Hay muchos jóvenes que se encuentran en dificultades. Por su-puesto, hay cientos de miles, fieles y puros, que no lo están; pero los afectados necesitan ayuda, y el auxilio más grande que pueden recibir debe provenir de su propio círculo familiar. ¿No debemos las familias hacer nuestro mayor esfuerzo por salvar a nuestros jóvenes? ¿No debemos fortificar nuestro hogar para defenderlos? Ante esta emergencia, ¿no debe levantarse en armas todo padre? Cada padre debe despertar ante la responsabilidad que tiene, y cada madre debe poner las cosas en su debido orden de prioridad.

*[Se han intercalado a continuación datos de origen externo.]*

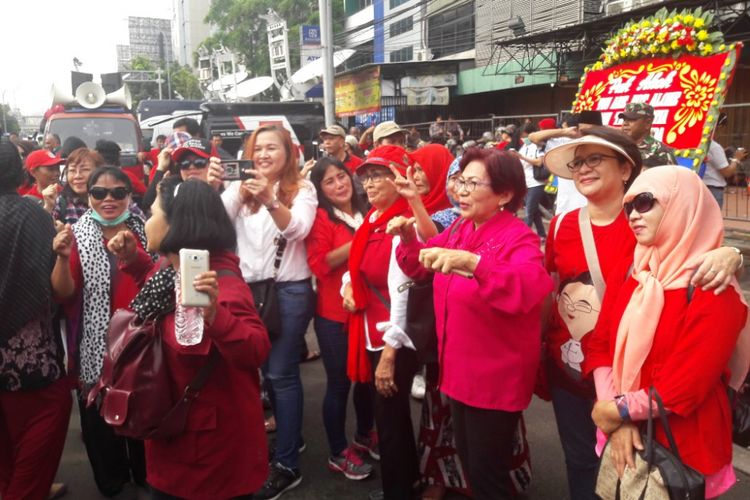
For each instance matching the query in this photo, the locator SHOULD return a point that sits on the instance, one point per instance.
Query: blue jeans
(578, 437)
(296, 302)
(534, 196)
(333, 342)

No creo que sea mucho pedir que los padres, en forma planeada y objetiva, enseñen a sus hijos las verdades del evangelio que pueden salvarlos del encarnizamiento de Satanás. ¿Es mucho pedir que ellos mismos vivan de acuerdo con esas verdades?
Es mucho pedir que demos el decido ejemplo mediante una vida recta?

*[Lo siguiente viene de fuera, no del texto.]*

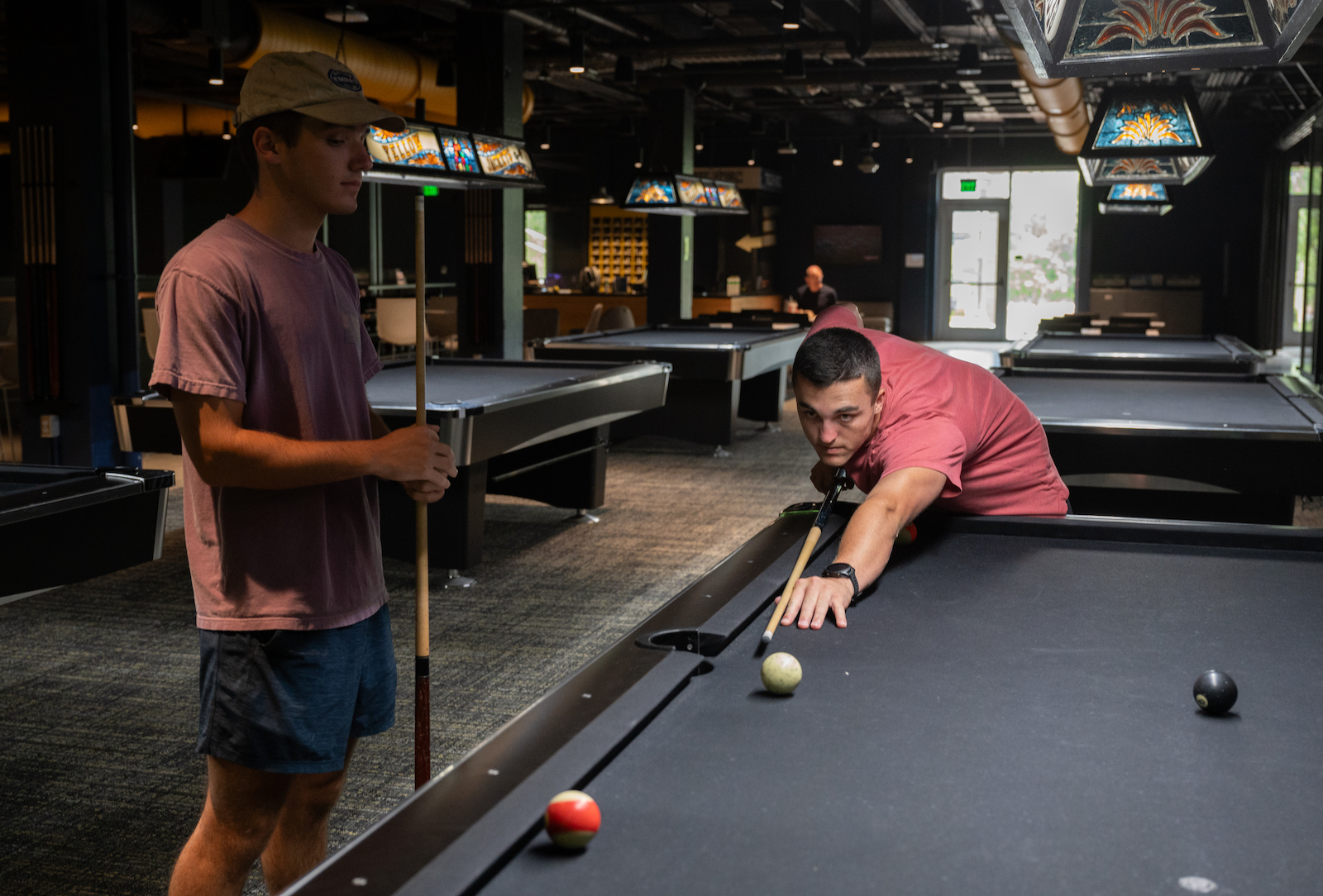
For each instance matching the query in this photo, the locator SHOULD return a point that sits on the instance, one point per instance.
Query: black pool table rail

¿Es mucho pedir que enseñemos a nuestros hijos que es mejor morir en defensa de la virtud que perderla?
¿Es mucho pedir que obedezcamos la Palabra de Sabiduría y les enseñemos a nuestros pequeños a obedecerla? ¿Sería demasiado enseñarles que el quebrantar este mandamiento puede conducirlos a pecados más graves aún?
¿Es mucho pedir que seamos honestos y enseñemos a nuestros hijos a serlo? ¿Que tengamos diariamente nuestras oraciones familiares?
¿Es mucho pedir que vayamos con nuestros hijos a las reuniones de la Iglesia y mantengamos sagrado el día del Señor?
¿Es mucho pedir que nos reunamos con nuestra familia, antes o después de las reuniones dominicales? En esa forma podríamos aislar aún más a nuestros niños de los pecados del mundo.
¿Es mucho pedir que tengamos la noche de hogar todos los lunes y que en ella enseñemos a nuestra familia, tanto con preceptos como con diversión, el valor de una vida limpia?
¿Es mucho pedir que creamos en el Señor lo suficiente como para aceptar incondicionalmente su palabra y realmente obedecerle?
¿Es mucho pedir que recordemos lo que Dios ha dicho, que si no somos valientes en el testimonio de Jesús, perdemos la corona en su reino? (D. y C. 16:78-79.)
¿Es mucho pedir que recordemos —y ojalá que nunca lo olvidemos— que si recibimos los mandamientos con un corazón lleno de dudas y los obedecemos al descuido, seremos condenados? (D. y C. 58:26-29. )
No existe una recompensa para la obediencia a medias. Debemos ser entusiastas y fuertes al vivir de acuerdo con nuestra religión, pues Dios nos manda que lo sirvamos con todo nuestro corazón, todo nuestro poder, todas nuestras fuerzas y con lo mejor de nuestra inteligencia. Con El no podemos tener medias tintas; tenemos que estar completamente por El, o, de lo contrario, se nos catalogará entre aquellos que están en contra de El. Entonces, ¿qué debemos hacer?
«Vestíos de toda la armadura de Dios, para que podáis resistir en él vuestros lomos con la verdad, y vestidos con la coraza de justicia.
Sobre todo, tomad el escudo de la fe, con que podáis apagar todos los dardos de fuego del maligno.
Y tomad el yelmo de la salvación, y la espada del Espíritu, que es la palabra de Dios.» (Efesios 6:11, 1314, 16-17.)
Como también dijo Pablo, no seamos «como los que quieren agradar a los hombres», sino como verdaderos «siervos de Cristo. . . haciendo la voluntad de Dios» de todo corazón (Ef. 6:6).
Ruego que así sea, lo pido humildemente en el sagrado nombre del Señor Jesucristo. Amén.